Beberapa investor AS akhir-akhir ini mengambil langkah-langkah untuk menjauhkan diri dari Tiongkok. Tahun lalu, Sequoia memisahkan operasinya di Tiongkok menjadi badan yang disebut HongShan. Neil Shen, mitra manajemen HongShan, duduk di dewan direksi ByteDance. Sequoia, yang telah beroperasi di Tiongkok sejak 2005, mengatakan jejak globalnya telah menjadi “semakin rumit” untuk dikelola.

HongShan tidak merespon permintaan komentar.

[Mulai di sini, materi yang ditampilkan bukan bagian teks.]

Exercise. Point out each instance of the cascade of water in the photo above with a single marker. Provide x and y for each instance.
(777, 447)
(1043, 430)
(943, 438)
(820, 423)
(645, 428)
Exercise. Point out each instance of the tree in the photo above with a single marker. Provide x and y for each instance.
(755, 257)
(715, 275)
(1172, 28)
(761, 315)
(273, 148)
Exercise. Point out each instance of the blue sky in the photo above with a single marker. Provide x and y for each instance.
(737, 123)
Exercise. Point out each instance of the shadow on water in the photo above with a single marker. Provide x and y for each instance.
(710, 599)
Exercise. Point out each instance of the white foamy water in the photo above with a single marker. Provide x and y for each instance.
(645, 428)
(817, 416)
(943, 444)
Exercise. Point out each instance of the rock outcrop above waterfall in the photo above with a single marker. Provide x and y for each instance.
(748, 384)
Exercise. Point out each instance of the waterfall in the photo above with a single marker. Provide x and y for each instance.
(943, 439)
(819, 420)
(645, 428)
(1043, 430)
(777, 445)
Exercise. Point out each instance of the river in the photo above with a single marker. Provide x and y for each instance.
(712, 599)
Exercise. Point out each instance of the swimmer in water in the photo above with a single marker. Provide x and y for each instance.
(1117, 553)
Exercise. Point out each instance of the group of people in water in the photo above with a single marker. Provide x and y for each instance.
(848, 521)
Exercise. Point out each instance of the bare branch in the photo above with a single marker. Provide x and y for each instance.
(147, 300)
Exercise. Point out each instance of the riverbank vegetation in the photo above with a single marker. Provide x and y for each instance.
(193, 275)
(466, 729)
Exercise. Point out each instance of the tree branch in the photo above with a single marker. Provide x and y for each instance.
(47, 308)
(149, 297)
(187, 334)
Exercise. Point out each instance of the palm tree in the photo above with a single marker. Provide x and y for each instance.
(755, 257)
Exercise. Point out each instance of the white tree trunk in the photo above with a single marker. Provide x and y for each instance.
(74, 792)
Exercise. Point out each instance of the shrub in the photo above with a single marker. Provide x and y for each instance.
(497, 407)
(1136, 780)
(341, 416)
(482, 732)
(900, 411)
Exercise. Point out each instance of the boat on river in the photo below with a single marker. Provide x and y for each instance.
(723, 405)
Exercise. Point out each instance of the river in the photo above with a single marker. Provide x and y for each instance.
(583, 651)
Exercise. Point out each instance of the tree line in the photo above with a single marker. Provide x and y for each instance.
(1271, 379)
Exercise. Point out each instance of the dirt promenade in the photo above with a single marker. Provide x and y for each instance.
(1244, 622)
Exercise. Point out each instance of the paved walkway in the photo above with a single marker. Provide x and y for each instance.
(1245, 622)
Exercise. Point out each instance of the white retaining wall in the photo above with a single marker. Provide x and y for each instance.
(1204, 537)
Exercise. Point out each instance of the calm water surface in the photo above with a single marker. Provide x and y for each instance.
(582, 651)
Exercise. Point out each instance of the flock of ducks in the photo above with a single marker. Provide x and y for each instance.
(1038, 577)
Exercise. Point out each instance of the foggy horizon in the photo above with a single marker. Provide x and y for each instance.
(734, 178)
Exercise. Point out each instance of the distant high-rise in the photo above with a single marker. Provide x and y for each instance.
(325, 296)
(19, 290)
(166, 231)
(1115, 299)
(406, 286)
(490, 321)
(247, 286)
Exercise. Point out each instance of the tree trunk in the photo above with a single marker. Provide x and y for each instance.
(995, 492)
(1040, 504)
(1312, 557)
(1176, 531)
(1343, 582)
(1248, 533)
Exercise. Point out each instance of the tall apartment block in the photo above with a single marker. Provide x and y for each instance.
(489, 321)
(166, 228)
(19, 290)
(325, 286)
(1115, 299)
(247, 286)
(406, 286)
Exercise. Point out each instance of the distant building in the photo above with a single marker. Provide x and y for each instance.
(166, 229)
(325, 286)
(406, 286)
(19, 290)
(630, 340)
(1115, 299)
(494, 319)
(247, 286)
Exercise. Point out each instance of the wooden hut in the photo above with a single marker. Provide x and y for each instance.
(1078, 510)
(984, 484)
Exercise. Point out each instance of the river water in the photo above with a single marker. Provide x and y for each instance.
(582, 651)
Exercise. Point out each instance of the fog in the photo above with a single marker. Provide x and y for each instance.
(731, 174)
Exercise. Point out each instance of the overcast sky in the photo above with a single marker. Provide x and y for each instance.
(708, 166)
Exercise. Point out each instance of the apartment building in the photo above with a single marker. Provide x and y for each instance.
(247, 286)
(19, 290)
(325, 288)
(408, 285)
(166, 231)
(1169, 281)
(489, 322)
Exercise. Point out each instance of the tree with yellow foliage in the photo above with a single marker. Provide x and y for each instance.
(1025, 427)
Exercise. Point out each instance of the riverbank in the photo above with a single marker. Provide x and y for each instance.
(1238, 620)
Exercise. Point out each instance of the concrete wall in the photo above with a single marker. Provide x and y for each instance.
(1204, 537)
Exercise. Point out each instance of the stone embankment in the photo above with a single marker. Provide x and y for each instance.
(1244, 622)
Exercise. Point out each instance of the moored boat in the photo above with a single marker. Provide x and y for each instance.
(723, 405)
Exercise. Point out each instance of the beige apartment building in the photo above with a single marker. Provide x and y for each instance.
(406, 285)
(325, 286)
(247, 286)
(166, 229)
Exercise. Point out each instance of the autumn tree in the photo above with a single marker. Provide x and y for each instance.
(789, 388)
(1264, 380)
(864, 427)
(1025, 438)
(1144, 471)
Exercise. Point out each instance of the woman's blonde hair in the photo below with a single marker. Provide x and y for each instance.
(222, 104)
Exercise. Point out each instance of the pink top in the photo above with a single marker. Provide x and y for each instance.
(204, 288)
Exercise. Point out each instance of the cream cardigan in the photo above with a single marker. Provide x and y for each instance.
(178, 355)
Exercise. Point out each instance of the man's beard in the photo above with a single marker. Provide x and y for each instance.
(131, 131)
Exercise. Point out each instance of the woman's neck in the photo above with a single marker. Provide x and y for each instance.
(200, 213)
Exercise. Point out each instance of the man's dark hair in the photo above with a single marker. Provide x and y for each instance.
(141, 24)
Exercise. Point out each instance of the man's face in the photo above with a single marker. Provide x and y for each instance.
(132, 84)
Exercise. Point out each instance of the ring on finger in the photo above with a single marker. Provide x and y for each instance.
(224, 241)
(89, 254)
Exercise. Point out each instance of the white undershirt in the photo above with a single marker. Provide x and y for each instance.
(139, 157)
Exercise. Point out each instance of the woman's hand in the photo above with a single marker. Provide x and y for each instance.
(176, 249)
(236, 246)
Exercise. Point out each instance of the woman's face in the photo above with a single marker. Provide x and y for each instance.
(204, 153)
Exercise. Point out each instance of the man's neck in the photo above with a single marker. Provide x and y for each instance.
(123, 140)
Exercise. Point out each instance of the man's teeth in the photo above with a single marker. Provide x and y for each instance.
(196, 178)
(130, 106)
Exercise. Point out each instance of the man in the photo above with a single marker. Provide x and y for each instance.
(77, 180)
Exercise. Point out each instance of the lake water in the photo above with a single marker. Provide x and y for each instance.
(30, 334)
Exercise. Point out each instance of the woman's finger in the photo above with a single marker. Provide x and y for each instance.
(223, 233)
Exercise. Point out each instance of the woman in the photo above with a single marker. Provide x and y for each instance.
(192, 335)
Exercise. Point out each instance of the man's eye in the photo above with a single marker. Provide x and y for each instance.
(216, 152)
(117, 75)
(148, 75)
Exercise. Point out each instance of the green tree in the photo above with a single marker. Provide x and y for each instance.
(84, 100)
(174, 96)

Beberapa investor ByteDance di AS telah melakukan sumbangan substansial kepada kandidat politik dan kelompok berpengaruh. Jeffrey Yass, pendiri Susquehanna, adalah donatur besar Partai Republik dan pendana Kelompok untuk Pertumbuhan, sebuah kelompok anti-pajak yang juga fokus pada masalah seperti kebebasan berbicara, yang telah menjadi poin penting perdebatan dalam kasus TikTok. Dia, melalui Susquehanna, juga merupakan pemegang saham institusi terbesar dari perusahaan kosong yang baru saja bergabung dengan perusahaan media sosial mantan Presiden Donald J. Trump.

“Ada donor yang sangat mercenario: mereka melindungi kepentingan atau bisnis mereka,” kata Samuel Chen, seorang konsultan politik di Liddell Group. Yang lain, katanya, bersifat ideologis. “Yass melakukan keduanya,” katanya.

Investor lain, seperti Mr. Ford di General Atlantic, telah mencari untuk tetap rendah profil secara politis, kata orang-orang yang akrab dengan tindakannya.

Untuk mendapatkan yang terbaik untuk saham mereka di ByteDance, investor AS membutuhkan penawaran umum atau penjualan, bahkan satu yang diwajibkan oleh pemerintah. Namun belum jelas apakah RUU untuk memaksa penjualan TikTok akan lolos di Senat. Senator Maria Cantwell, Democrat dari Washington dan ketua Komite Perdagangan Senat, telah mengatakan bahwa ia mendukung legislasi TikTok namun mengatakan bahwa “penting untuk melakukannya dengan benar.”

Tidak ada resolusi yang tampaknya segera, yang berarti pemeriksaan investor ByteDance AS kemungkinan akan berlangsung.

“Dari sudut pandang mereka, mereka hanya ingin perhatian ini hilang,” kata Mr. Turpin dari Institusi Hoover. “Semakin banyak perhatian yang ada, semakin buruk artinya bagi investasi mereka.”